Тем не менее, в спектакле есть достаточное количество приятных глазу моментов. Занимательна и любопытна сценография, над которой поработал художник Анвар Гумаров. Он блестяще смог визуально воплотить мир жуткого сна наяву, создать гулкое болезненное видение, породить трясину отчаяния и страха. Его версия замзиного обиталища – истинная палата для буйнопомешанных, плотно обложенная ласковым войлоком. Все в ней перекошено, все выглядит изломанным, неправильным, непривлекательным. И костюмы здесь очень интересные, замечательно подходящие к сюжету – даже формально нормальные люди семейства Замза облачены в нечто хитиновое и, возможно, совсем скоро придет их пора превращения. Никто не останется собой, никто не сохранит условную приличность. Липкая паутина кошмара коснется каждого.

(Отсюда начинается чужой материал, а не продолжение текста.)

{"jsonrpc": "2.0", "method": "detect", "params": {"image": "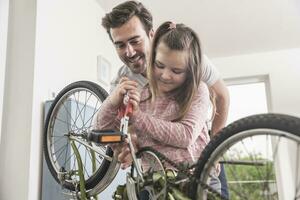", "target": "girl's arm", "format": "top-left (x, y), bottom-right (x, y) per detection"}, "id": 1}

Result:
top-left (132, 83), bottom-right (209, 148)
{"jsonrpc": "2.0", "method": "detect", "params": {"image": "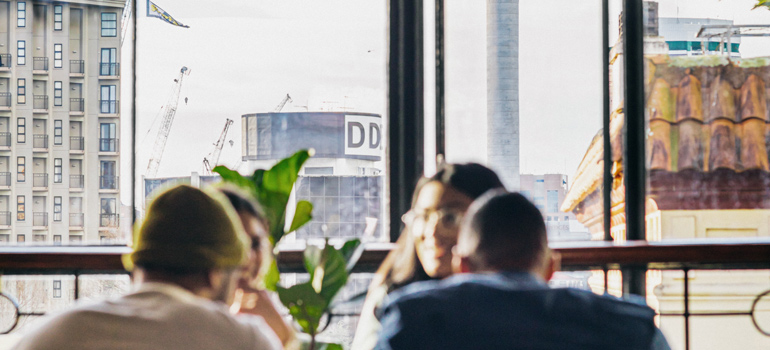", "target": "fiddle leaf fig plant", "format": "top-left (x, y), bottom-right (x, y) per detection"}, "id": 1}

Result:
top-left (213, 150), bottom-right (363, 350)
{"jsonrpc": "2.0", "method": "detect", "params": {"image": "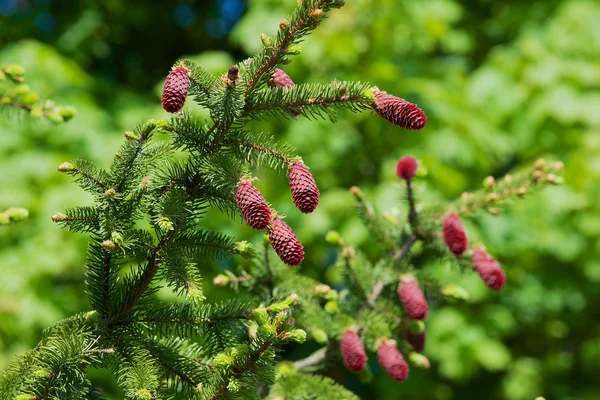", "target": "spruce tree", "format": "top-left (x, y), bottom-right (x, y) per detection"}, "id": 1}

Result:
top-left (0, 0), bottom-right (561, 400)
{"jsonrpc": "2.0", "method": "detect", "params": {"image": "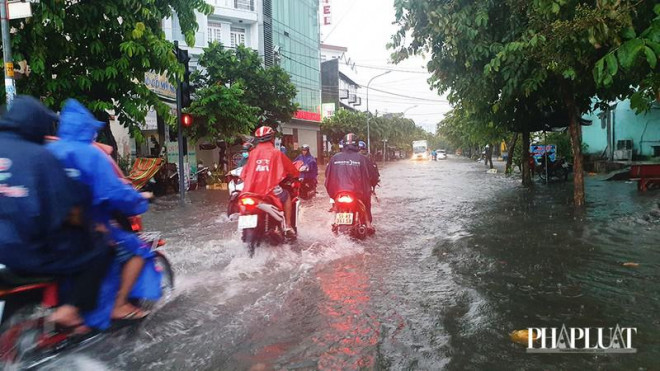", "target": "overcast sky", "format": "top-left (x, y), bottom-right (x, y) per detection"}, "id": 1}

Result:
top-left (321, 0), bottom-right (451, 132)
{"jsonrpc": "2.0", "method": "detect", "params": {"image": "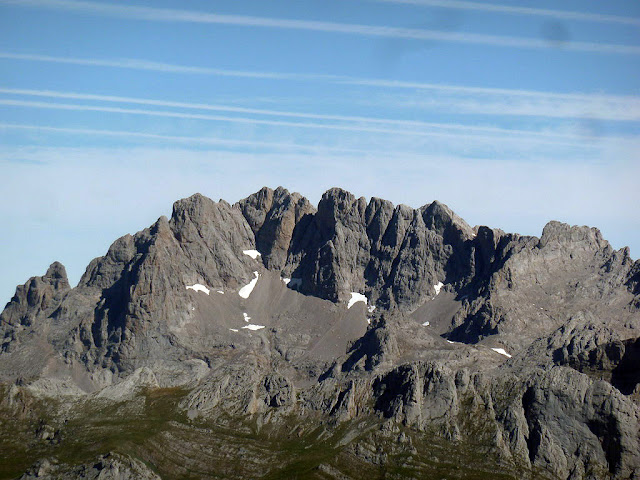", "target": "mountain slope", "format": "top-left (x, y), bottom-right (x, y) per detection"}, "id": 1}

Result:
top-left (0, 187), bottom-right (640, 478)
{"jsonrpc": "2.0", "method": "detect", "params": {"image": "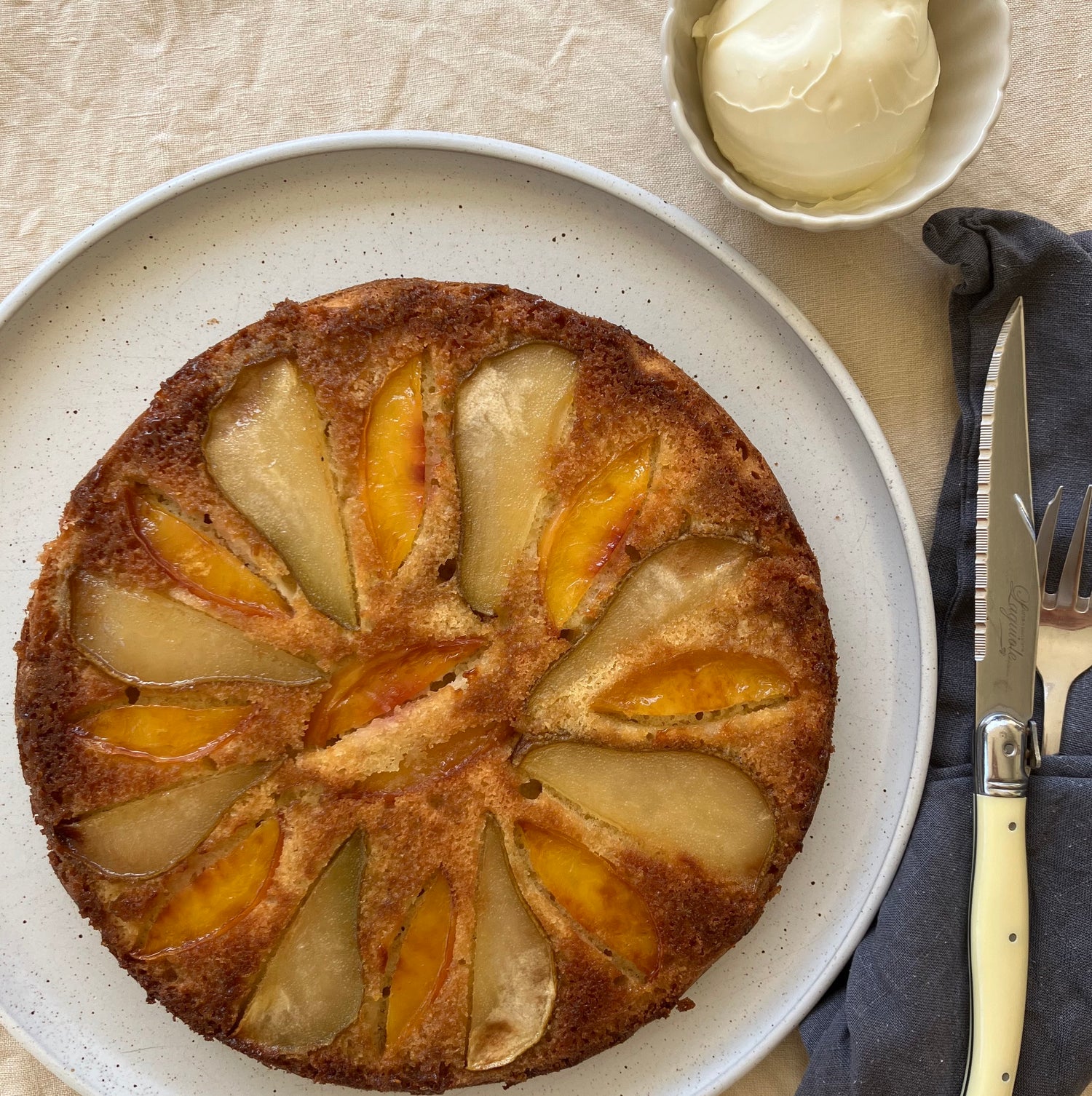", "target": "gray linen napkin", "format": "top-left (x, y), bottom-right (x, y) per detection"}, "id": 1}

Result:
top-left (797, 210), bottom-right (1092, 1096)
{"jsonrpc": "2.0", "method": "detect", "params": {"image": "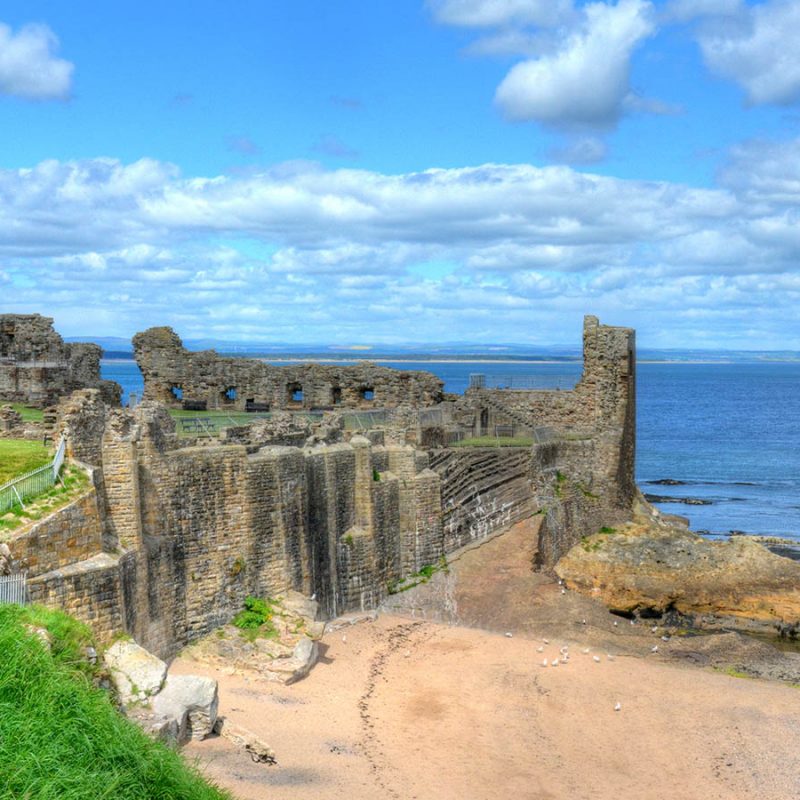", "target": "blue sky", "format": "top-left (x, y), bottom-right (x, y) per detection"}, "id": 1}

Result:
top-left (0, 0), bottom-right (800, 349)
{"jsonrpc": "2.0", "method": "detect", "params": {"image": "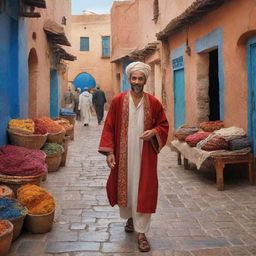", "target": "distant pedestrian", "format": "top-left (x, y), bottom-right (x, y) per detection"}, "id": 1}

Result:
top-left (78, 88), bottom-right (92, 126)
top-left (74, 88), bottom-right (81, 121)
top-left (64, 88), bottom-right (74, 110)
top-left (92, 86), bottom-right (107, 125)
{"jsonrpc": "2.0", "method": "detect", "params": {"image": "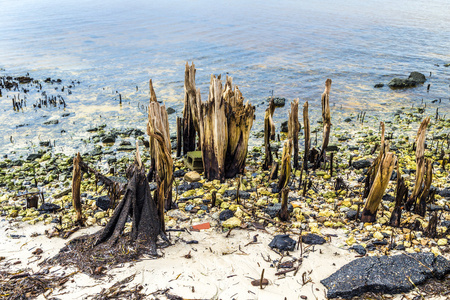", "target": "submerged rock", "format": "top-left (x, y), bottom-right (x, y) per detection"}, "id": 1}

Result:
top-left (321, 253), bottom-right (450, 299)
top-left (269, 234), bottom-right (296, 251)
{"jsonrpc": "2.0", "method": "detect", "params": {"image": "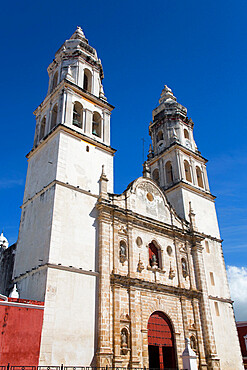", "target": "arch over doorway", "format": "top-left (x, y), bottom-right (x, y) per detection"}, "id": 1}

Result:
top-left (148, 311), bottom-right (177, 370)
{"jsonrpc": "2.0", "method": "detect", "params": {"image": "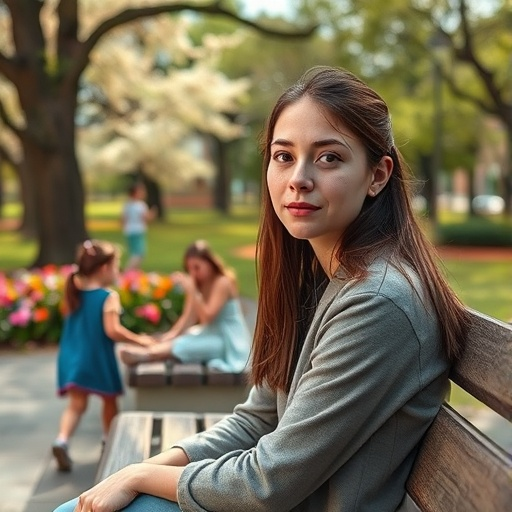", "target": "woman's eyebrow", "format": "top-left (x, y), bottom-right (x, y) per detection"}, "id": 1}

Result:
top-left (270, 139), bottom-right (352, 151)
top-left (313, 139), bottom-right (352, 151)
top-left (270, 139), bottom-right (294, 146)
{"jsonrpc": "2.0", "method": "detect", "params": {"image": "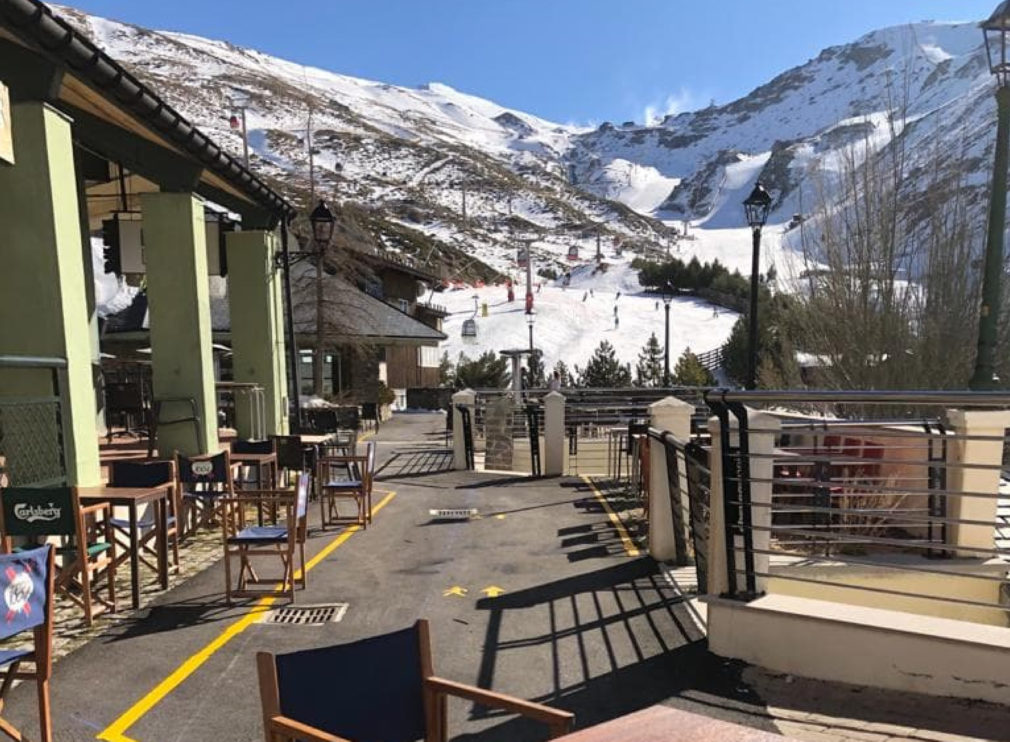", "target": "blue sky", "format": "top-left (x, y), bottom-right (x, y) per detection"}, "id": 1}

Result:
top-left (67, 0), bottom-right (998, 123)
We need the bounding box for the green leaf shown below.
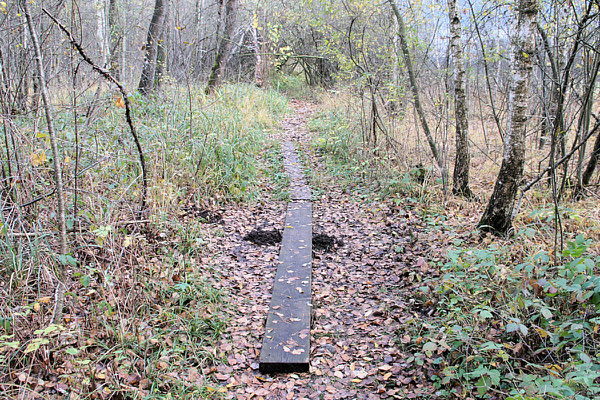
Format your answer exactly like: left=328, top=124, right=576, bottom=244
left=540, top=307, right=552, bottom=319
left=423, top=342, right=437, bottom=357
left=65, top=347, right=79, bottom=356
left=476, top=376, right=492, bottom=396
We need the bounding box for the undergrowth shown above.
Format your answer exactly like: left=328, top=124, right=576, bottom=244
left=0, top=85, right=287, bottom=399
left=406, top=233, right=600, bottom=400
left=308, top=106, right=432, bottom=201
left=310, top=86, right=600, bottom=400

Отдельного комплиментарного упоминания достойны, безусловно, актерские работы. Исполнитель ключевой роли Грегора Замзы Илья Колецкий подкупает своей беззащитностью и виртуозной пластичностью. Ксения Морозова и Кирилл Гордлеев в роли родителей Грегора замечательно существуют в нарочито гротесковой манере. Мария Русских с явно выраженной нервозностью создает образ сестры главного героя. Никита Капралов играет роли управляющего и жильца в бэккетовском духе, продолжая устоявшуюся абсурдистскую традицию. Арина Лыкова воплощает смирение, терпение и человеколюбие в образе домработницы.
В конечном счете у Романа Габриа получилось зыбкое видение, нестройное высказывание по мотивам, родилась привольная авторская фантазия на заданную тему, которую можно крутить-вертеть в поисках интерпретации. В спектакле, помимо всего вышеупомянутого, находится место и капелькам юмора, и узнаваемым приметам современной культурной жизни (эпизод с экскурсией хорошо это раскрывает), и насыщенным аллюзиям, но в единую стройную картину все это никак не хочет складываться. Впрочем, условность кафкианского мира спокойно может себе позволить такое.